Stepashin, U.S. Iron Out Kosovo Issues

WASHINGTON -- Many of the differences between Russia and the United States over rebuilding Yugoslavia have been removed, Russia's new prime minister, Sergei Stepashin, said Tuesday after meeting with U.S. Vice President Al Gore.

Stepashin, trolling for American capital and good will, is offering assurances that his country's rocky economy is on the upswing and that American investors "can come without fear of racketeers."

After breakfast with Gore, Stepashin met with congressional leaders on Capitol Hill.

Sitting between Senate Majority Leader Trent Lott and House Speaker Dennis Hastert, with other Republican and Democratic leaders around a U-shaped table, Stepashin talked vigorously in Russian with a translator at his shoulder.
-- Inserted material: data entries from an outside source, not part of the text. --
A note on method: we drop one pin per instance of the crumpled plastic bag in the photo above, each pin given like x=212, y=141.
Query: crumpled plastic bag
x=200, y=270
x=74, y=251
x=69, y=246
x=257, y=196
Lott waved off questions from reporters who were ushered out as the formal meeting started in a Senate anteroom.

But Stepashin, talking just outside the Senate chamber where Senator Joseph Biden was urging ratification of the nuclear nonproliferation test ban treaty, said he would take up several issues with President Bill Clinton and Gore later in the day. He mentioned economic relations, Iran, arms treaties and Yugoslavia.

"We have removed many issues that have been there," Stepashin told reporters, referring to differences over how to rebuild after the U.S.-led air war in Yugoslavia. He did not elaborate on what had been resolved.

Stepashin's visit is designed to help overcome the discord stemming from the bombing that ousted Serbian troops from Kosovo. Russia, a traditional Serbian ally, opposed force as a remedy for ethnic violence in the Yugoslav province.

Opening his brief visit with a speech Monday night, the former counterintelligence chief told hundreds of American business executives that accounts of "criminalization" in Russia's transition from state controls were exaggerated.

"Take it with a grain of salt," Stepashin advised at a banquet in a posh hotel near the White House. It was hosted by corporations that see new market opportunities in the vast expanse of Russia as it pursues capitalism and inclusion in the World Trade Organization and other financial groupings.

His two meetings Tuesday with Gore are designed to focus on cooperation in science and space. But the big-ticket item for Russia is the expected approval Wednesday by the International Monetary Fund of a $630 million loan based on its findings that the Russian parliament has moved to adopt Western-style measures to protect foreign investors.

"We will fully implement our obligations," Stepashin said. "Strategically, our main goal is a progression of dynamic reform."